Film minimaliste -ou presque- de par la sobriété affichée: le début de film n'est qu'un silence ininterrompu d'une bonne quinzaine de minutes, des regards qui en disent long sur les rapports initiaux des deux personnages principaux, voisins (un ouvrier agricole qui vit dans un grenier et un cadre moyen stressé par son boulot et à la vie de couple lamentable). Ce sont aussi de longs plans-séquences sur la campagne picarde battue par les vents. On le pressent avec ce début "taciturnesque": la caméra ne s'attardera jamais sur les grandes masses humaines des villes. Et de fait, cette gare TGV déserte au milieu des champs qu'on voit au début du film annonce déjà que ce sont les voies de communication peu fréquentées ,et ceux qui les empruntent, qui seront la toile de fond de l'histoire.
Les deux cinéastes en profitent pour y faire intervenir toute la mythologie de leur passif "grolandien": prolos, petits vieux, une certaine "France d'en bas", une beauferie voire un chabérisme si cruellement et pourtant si tendrement caricaturée. Et malgré l'aspect parfois crépusculaire du film (noir et blanc, accentué par l'aspect "granulé" de l'image, mais adouci par une belle lumière), l'humour -comme on pouvait s'en douter -ne déserte jamais le film. L'occasion de sortir quelques répliques tour à tour hilarantes, pince-sans-rire, absurdes ou complètement loufoques:
" Purée qu’est-ce qui fait chaud ! T’as pas la clim, toi, dans ton camion ? Bah moi j’aimerais bien l’avoir. Et dire que mon beau-frère il a un tracteur, il a la clim. Et moi j’suis… pas de clim. T’as pas la clim toi hein ?"

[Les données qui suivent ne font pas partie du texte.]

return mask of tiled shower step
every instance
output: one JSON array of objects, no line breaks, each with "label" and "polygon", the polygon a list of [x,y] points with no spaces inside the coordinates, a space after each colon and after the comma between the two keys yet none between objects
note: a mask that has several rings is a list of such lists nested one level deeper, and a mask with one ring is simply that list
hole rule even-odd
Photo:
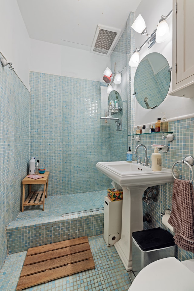
[{"label": "tiled shower step", "polygon": [[64,216],[45,218],[42,221],[20,219],[6,228],[9,254],[29,248],[82,236],[94,236],[103,233],[104,210],[81,212]]}]

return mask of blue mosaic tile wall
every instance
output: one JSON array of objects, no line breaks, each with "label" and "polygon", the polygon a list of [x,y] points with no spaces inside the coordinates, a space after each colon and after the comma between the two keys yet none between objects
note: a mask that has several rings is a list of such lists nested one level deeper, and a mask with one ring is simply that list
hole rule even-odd
[{"label": "blue mosaic tile wall", "polygon": [[7,256],[5,228],[20,211],[21,182],[27,173],[29,100],[15,72],[0,66],[0,268]]},{"label": "blue mosaic tile wall", "polygon": [[48,195],[108,188],[109,126],[100,123],[100,82],[31,72],[30,152],[50,172]]}]

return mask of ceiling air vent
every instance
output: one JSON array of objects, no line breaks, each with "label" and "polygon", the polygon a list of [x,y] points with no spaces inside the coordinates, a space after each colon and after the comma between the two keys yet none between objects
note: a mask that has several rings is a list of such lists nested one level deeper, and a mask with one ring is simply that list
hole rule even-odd
[{"label": "ceiling air vent", "polygon": [[108,55],[116,43],[121,30],[99,24],[90,52]]}]

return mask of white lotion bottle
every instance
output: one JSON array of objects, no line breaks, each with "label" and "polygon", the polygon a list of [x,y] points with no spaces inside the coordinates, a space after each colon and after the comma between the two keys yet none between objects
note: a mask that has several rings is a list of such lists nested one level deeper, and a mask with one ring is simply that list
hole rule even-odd
[{"label": "white lotion bottle", "polygon": [[131,147],[129,147],[129,151],[127,152],[127,158],[126,161],[128,163],[132,163],[133,153],[131,150]]},{"label": "white lotion bottle", "polygon": [[162,170],[162,156],[157,148],[155,148],[154,152],[152,154],[152,169],[155,171]]}]

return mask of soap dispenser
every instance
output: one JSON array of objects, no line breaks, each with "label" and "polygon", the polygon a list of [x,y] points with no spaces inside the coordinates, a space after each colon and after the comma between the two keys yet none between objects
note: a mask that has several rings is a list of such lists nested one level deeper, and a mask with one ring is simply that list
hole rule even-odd
[{"label": "soap dispenser", "polygon": [[129,147],[129,151],[127,152],[127,158],[126,161],[128,163],[132,163],[133,153],[131,150],[131,147]]},{"label": "soap dispenser", "polygon": [[162,170],[162,156],[159,152],[157,148],[155,148],[154,152],[152,154],[152,169],[156,171]]},{"label": "soap dispenser", "polygon": [[165,112],[162,112],[164,114],[160,122],[160,131],[168,132],[169,129],[169,122],[166,119]]}]

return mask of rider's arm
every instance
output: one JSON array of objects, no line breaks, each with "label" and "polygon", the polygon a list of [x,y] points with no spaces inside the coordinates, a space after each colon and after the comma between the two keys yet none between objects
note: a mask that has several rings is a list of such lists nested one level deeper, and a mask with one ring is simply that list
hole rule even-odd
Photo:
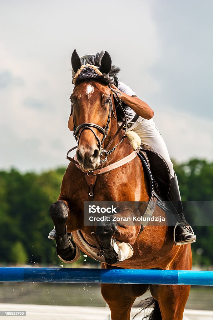
[{"label": "rider's arm", "polygon": [[111,87],[119,92],[121,95],[119,95],[119,98],[125,102],[138,116],[148,120],[153,117],[154,111],[152,109],[147,103],[140,100],[136,95],[129,96],[124,92],[122,92],[113,84],[111,84]]}]

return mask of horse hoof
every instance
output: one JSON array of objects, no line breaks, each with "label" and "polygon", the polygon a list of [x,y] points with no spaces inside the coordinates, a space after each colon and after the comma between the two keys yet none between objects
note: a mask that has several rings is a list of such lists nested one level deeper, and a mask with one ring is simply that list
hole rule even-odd
[{"label": "horse hoof", "polygon": [[118,256],[119,261],[123,261],[127,259],[129,259],[132,256],[134,252],[131,244],[118,240],[116,242],[120,249]]},{"label": "horse hoof", "polygon": [[55,250],[56,254],[60,260],[64,263],[73,263],[73,262],[75,262],[78,260],[80,257],[81,253],[79,248],[73,241],[71,240],[71,242],[75,248],[74,252],[73,253],[71,253],[67,257],[63,257],[62,255],[60,255],[59,254],[59,248],[57,244],[56,246]]}]

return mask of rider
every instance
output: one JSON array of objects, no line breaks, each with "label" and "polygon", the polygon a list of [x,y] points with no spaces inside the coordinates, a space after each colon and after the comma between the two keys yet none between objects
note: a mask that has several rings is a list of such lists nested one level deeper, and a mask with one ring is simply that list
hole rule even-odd
[{"label": "rider", "polygon": [[[92,62],[95,65],[95,56],[85,55],[81,58],[82,65],[91,64]],[[75,75],[75,73],[73,71],[73,78]],[[127,131],[131,130],[137,133],[141,140],[143,147],[145,148],[146,146],[152,147],[165,160],[170,173],[170,187],[168,198],[173,202],[173,211],[175,211],[174,213],[177,213],[178,212],[181,220],[185,220],[182,205],[177,206],[174,204],[181,204],[178,179],[165,143],[153,121],[154,112],[147,103],[138,98],[129,86],[120,81],[117,82],[117,88],[114,85],[110,85],[111,88],[117,91],[119,98],[130,108],[130,117],[127,122]],[[69,118],[68,125],[69,130],[73,131],[74,126],[72,116],[71,116]],[[55,230],[53,229],[50,233],[49,238],[55,239],[54,234]],[[191,231],[186,225],[182,223],[177,227],[175,230],[176,244],[191,243],[195,242],[196,239],[195,235]]]}]

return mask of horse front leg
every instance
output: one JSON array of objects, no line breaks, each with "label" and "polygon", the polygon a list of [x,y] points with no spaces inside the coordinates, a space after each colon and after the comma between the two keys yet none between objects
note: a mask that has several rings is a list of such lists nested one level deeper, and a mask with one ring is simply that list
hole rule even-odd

"Remarque ça consomme, t’as raison. J’ai une voiture, j’ai eu le choix entre l’ABS et la clim. Bah j’ai choisi la sécurité : la clim, non ! l’ABS. 7000 francs hein ! Fin, j’te parle en… j’te parle en francs."
"L’autre jour j’ai roulé en tracteur, toujours celui de mon beau-frère. La climatisation : tu règle à 20, ça bouge pas, c’est réglé à 20, du matin au soir, et roule ma poule ! C’est merveilleux, tu te rend pas compte de l’heure. Si t’as trop chaud, un cran de moins, 18, 19, faut pas mettre plus, parce que, au-delà de 22, 24, quand tu sors, t’as la crève. C’est un choix à faire. Mais ça consomme. Il paraît que ça consomme, oh, un litre, de gazoil, en plus. Ehh oui, t’façon, d’ici 10 ans, 15 ans, on aura la clim d’office, ça sera même pas un choix. Tu l’auras, toi, tu l’auras. Si… sûr, sûr et certain"
"Tu sais pourquoi les noirs ils font pas de motocross ? parske quand il font des sauts, ils restent dans les arbres!"
"mmmmh que j'ai bon mes jambes!"
Un humour qui parfois devient cruel, comme quand par exemple les deux comparses profitent abusivement d'une famille allemande qui les a hébergés, ou quand ils volent le déambulateur d'une personne âgée. On a l'impression que ces deux "éclopés" (au sens propre comme au sens figuré) de la vie ne prennent pas conscience de la leçon qu'ils sont en train de vivre.
En effet, comme dans tout road-movie qui se respecte, ce voyage est l'occasion de changer quelque chose dans la vie des deux personnages principaux. Car si la solitude et le dégoût d'eux-mêmes les avaient poussés à vouloir se suicider (tentatives râtées), ce périple pour eux s'apparente à un "voyage initiatique" où il (re)découvrent toutes les facettes de l'humanité, les bonnes (racisme, intolérance, indifférence, etc) ... comme les mauvaises, et même leur propre comportement est parfois odieux. Mais au bout du compte, les rencontres fortuites qu'ils font avec des personnages parfois originaux (mais avant tout des hommes qui participent à la diversité naturelle des hommes, car la normalité, en définitive, est une notion toute relative) effacent leur solitude -physique et psychologique- et les "reconstruisent".
C'est là toute la magie, toute la poésie de ce film: faire en sorte que l'on s'attache à eux, et que l'on prenne conscience, avec eux, de la préciosité de la vie.
5/6
Dernière édition par Nijal le 07 Mai 2009, 22:01, édité 4 fois.